Edi Isaev on Customs and Traditions of Chechens
The ethos of taip
Since the 16th century, the Chechens have been living in distinct patriarchal family clans or "taips" (from Arabic "taifa" group, circle, community). Each taip gradually evolved into a tree of offshoots, or "tars". Each tar gave rise to a separate taip. Each person within a tar knew the name of the founding forefather of his of her tar. Each Chechen was also supposed to remember the names of at least 20 of his or her ancestors.
In all, there have been as many as 135 Chechen taips. Over 20 consist or consisted of assimilated descendants of non-Chechens, who joined the Chechen people in different conditions and at different times. Each taip had an obligatory ethos, and the higher the social standing of a man within his taip, the stricter he was supposed to adhere to that ethos.
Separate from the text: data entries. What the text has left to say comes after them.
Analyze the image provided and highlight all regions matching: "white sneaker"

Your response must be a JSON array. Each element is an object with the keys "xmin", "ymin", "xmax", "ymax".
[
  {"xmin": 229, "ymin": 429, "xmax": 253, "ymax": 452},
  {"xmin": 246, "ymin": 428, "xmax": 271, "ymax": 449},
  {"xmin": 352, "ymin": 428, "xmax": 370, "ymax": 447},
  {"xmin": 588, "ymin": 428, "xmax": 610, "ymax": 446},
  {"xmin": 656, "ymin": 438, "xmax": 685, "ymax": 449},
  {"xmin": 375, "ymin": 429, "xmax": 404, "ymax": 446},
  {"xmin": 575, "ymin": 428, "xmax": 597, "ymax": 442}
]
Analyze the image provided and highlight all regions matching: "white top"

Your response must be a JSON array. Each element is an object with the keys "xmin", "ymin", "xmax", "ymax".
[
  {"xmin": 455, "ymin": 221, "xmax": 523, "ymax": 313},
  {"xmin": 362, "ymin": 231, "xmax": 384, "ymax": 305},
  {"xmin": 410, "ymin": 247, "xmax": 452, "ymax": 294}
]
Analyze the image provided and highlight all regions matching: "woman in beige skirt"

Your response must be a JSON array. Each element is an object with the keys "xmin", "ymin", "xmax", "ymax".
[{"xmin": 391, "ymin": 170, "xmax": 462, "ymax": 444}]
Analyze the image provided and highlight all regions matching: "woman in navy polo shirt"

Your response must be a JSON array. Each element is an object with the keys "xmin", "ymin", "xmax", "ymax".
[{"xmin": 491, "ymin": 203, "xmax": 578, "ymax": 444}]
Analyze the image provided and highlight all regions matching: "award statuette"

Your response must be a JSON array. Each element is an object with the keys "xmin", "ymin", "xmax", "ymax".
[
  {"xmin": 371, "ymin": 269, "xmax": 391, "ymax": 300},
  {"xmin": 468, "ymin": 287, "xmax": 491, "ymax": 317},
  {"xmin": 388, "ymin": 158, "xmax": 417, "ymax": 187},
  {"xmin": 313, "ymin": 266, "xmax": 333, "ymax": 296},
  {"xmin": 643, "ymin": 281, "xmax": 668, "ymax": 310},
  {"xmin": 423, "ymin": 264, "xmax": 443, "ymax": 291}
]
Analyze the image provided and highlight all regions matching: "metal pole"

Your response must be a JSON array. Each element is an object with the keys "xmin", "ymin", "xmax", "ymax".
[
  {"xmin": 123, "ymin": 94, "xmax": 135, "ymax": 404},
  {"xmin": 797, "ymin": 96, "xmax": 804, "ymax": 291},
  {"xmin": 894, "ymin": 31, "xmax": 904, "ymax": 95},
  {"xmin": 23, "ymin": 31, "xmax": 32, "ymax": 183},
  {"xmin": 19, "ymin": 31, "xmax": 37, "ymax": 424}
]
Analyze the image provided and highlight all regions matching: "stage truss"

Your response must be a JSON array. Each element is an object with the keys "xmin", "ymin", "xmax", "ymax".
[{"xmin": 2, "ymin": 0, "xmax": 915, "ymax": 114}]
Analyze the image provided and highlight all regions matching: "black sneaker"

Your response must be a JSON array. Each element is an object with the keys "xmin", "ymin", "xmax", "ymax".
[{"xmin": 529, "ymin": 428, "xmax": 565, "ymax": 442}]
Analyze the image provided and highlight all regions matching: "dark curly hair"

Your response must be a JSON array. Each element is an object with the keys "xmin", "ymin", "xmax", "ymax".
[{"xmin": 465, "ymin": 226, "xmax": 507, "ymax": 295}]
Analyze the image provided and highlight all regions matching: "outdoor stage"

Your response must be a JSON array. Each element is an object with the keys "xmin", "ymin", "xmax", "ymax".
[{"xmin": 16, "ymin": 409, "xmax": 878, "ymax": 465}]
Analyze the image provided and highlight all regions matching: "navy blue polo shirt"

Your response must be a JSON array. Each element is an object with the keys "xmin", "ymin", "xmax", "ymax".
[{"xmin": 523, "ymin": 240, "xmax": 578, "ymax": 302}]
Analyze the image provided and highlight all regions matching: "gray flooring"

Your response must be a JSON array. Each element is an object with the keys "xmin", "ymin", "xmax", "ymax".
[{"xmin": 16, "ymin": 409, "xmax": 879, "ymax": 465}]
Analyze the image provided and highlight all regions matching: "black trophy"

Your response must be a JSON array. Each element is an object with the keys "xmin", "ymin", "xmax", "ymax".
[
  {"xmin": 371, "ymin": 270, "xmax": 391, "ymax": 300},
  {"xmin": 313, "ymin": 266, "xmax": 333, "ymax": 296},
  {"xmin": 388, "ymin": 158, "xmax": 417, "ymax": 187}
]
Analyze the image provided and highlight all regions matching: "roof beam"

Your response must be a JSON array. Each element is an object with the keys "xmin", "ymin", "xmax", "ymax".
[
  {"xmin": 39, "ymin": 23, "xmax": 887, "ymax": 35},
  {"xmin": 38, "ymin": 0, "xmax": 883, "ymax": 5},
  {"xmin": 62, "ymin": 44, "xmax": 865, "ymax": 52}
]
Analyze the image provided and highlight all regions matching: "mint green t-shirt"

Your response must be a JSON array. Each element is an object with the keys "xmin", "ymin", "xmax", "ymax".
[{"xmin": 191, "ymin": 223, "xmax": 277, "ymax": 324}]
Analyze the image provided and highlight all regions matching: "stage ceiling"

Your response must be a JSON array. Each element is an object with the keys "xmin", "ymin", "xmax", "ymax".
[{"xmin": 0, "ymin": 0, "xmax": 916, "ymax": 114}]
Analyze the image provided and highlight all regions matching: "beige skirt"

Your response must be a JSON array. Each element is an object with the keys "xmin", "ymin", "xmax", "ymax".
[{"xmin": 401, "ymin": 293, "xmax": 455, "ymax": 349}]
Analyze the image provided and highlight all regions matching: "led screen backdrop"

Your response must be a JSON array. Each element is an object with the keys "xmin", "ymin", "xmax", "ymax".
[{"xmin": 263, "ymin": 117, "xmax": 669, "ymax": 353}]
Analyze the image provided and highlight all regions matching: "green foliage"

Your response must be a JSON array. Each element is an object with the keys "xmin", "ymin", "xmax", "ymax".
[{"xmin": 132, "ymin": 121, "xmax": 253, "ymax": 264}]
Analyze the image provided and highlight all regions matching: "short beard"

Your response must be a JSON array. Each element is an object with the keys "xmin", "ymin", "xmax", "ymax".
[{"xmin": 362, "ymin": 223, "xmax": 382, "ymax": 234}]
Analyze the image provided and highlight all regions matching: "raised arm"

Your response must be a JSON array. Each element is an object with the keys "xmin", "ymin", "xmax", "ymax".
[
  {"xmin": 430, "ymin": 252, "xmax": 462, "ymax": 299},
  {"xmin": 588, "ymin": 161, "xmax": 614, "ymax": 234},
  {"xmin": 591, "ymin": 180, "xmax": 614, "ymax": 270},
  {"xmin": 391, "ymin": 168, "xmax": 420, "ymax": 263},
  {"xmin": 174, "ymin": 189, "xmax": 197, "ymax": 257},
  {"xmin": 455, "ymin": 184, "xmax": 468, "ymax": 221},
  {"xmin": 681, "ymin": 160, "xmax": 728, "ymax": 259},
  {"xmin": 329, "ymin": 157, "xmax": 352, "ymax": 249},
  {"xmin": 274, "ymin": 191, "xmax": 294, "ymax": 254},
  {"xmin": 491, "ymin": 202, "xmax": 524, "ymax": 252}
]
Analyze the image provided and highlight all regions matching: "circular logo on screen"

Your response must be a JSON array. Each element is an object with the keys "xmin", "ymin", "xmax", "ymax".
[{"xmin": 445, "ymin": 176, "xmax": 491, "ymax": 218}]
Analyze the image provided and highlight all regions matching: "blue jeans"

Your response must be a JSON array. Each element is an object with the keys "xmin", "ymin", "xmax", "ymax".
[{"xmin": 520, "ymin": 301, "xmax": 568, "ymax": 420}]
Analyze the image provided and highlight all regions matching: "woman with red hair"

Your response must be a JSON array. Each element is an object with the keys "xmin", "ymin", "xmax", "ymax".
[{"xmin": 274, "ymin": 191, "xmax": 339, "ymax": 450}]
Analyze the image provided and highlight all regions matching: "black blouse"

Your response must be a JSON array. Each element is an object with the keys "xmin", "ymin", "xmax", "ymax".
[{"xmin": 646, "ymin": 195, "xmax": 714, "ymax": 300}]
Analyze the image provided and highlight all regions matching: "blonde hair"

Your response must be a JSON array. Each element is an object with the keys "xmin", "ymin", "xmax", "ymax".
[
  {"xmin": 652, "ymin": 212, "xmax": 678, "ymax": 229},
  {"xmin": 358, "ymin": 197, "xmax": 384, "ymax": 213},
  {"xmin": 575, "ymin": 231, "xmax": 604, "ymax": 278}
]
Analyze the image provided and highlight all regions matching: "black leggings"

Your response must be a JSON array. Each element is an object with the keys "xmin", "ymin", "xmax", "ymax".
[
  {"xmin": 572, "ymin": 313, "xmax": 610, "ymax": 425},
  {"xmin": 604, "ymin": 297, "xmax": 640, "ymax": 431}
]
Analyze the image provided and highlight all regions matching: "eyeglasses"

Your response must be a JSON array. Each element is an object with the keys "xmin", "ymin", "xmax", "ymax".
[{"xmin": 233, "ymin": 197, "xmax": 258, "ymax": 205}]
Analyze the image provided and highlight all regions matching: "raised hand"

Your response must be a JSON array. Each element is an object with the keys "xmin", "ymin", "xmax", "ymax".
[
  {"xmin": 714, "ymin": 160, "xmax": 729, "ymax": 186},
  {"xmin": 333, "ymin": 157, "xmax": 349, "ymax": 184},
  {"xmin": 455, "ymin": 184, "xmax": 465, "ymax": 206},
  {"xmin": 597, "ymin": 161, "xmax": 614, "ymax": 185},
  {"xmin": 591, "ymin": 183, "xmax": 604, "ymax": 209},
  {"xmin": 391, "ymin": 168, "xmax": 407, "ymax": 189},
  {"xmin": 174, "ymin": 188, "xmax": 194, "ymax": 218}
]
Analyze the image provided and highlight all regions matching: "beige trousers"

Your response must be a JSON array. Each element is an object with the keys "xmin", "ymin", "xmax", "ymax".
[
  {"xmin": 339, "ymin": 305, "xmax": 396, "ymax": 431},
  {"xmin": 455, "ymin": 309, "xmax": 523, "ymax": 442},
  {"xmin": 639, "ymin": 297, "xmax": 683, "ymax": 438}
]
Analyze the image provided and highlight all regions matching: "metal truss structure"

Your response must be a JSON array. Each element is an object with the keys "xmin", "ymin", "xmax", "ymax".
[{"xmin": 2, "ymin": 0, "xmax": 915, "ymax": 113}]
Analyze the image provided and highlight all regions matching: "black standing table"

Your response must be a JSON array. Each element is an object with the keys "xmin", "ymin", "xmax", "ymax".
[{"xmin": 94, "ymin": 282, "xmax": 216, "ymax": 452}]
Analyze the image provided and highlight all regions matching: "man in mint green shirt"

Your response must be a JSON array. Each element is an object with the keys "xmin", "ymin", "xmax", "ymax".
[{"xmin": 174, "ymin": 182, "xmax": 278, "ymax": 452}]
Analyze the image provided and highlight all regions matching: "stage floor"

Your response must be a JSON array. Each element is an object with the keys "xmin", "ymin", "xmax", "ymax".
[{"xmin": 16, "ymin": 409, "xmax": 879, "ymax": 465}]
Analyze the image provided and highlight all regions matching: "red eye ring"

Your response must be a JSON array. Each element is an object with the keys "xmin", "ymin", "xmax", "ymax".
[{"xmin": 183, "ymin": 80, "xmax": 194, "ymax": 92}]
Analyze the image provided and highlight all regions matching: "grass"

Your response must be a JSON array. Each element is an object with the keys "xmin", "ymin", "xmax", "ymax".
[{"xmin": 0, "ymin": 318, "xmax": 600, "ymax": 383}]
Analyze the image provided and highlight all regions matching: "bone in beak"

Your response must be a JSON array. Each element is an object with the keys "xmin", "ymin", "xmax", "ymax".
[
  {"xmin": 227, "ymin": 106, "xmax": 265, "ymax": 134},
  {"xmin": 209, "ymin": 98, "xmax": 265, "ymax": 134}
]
Each such ethos had the principles of what we no call "freedom. liberty and brotherhood" in its heart of hearts. It also upheld mutual help, respect for seniors and chivalry towards women. In everyday life, all these principles existed as customs. A violator of them attracted general condemnation from fellow taipfolk, regardless of his or her standing within the taip. People would choose a roadside site for what they called "a damnation heap" in the name of the offender and through rocks and earth upon this when passing by. Each rock or lump would come in package with strong words of denunciation with regard to the man or woman whose name had been associated with the heap.
In his book "The Vainakh Ethos", Professor E.Isayev argues that taips are still relevant today because norms of behaviour within them play a great role in the upbringing of the young.